Increased Education Crucial to Improving Rare Disease Care, Survey Finds
Healthcare providers involved in diagnosing and treating rare diseases believe that increased physician education and collaboration with specialized facilities will have the greatest positive impact on treating these conditions over the next five years, according to results from a 2021 survey.
Definitive Healthcare, a healthcare commercial intelligence company, conducted the online survey from November to December 2021. The survey sought to better understand the challenges healthcare providers face in diagnosing and treating rare disease patients.
Eligible survey respondents were healthcare providers with a diagnosis claim for at least one of more than 142 rare diseases and who also reported experience diagnosing or treating rare diseases.
One-hundred and fifty professionals from 128 healthcare organizations and hospitals responded to the survey. The top primary specialties of respondents included family practice, congenital and genetic diseases, internal medicine, pediatrics, neuroscience, oncology, and radiology.
The questions included in the survey covered mostly three main topics: current challenges faced by providers when diagnosing and treating rare diseases, how well are organizations equipped to diagnose and treat rare diseases, and factors that would have the greatest positive impact in addressing rare disease today and in the next five years.
In the U.S., rare diseases are defined as any condition that affects fewer than 200,000 people in the country. According to the National Institutes of Health, there may be more than 7,000 rare diseases.
Consistent with the small patient population for each disease, a lack of rare disease education and lack of awareness of rare disease symptoms were the most common challenges when addressing rare disease patients — reported by 40% and 39.3% of respondents, respectively.
Additional challenges, also cited by nearly 40% of providers, included shortages of physicians specializing in rare disease, limited facilities dedicated to rare diseases, and a lack of clinical trials for many disease areas.

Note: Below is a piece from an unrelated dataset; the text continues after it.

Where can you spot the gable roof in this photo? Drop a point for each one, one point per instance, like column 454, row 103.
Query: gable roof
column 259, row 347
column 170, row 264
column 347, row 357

“Providers deal with chronic conditions on a day-to-day basis, but they just don’t see as many patients with rare diseases,” Danielle Johns, public relations/analyst relations manager for Definitive Healthcare, wrote in a blog post. “Because they’re unlikely to see many of these patients, they don’t receive the training and education necessary to recognize symptoms and understand treatment options.”
Moreover, about one-third of participants felt extremely confident in their organization’s ability to diagnose a rare disease, but only 26.6% reported the same level of confidence when it came to treatment.
When asked about factors that could improve the rare disease space today, nearly half of respondents (48.7%) pointed out that collaboration with facilities specializing in rare diseases would have the greatest impact.
Other common responses included experience from patients with similar symptoms, collaboration with research organizations, a greater use of a geneticist or genetic counselor services, and participation in clinical trials.
However, increased education for physicians was the most commonly reported factor for improving rare disease diagnosis and treatment over the next five years — cited by 52% of respondents. More collaboration with rare disease facilities and next-generation genomic sequencing were also among the top three responses for future improvements.
Advances in genomic sequencing will drive costs down and make testing more accessible to patients, which can help providers better understand the conditions rare disease patients face.
“The Definitive Healthcare ‘2021 rare disease study’ highlights the lack of educational resources for medical professionals and providers in this area,” Todd Bellemare, senior vice president of Strategic Solutions at Definitive Healthcare, said in an email to BioNews, publisher of this website. “While providers’ encounters with rare diseases are less frequent, the ability to diagnose and treat these diseases is a critical focus area.
“To improve care for rare disease patients, we need to emphasize funding research initiatives and facilitating more communication between global organizations, which would improve education for providers and increase collaboration among them.”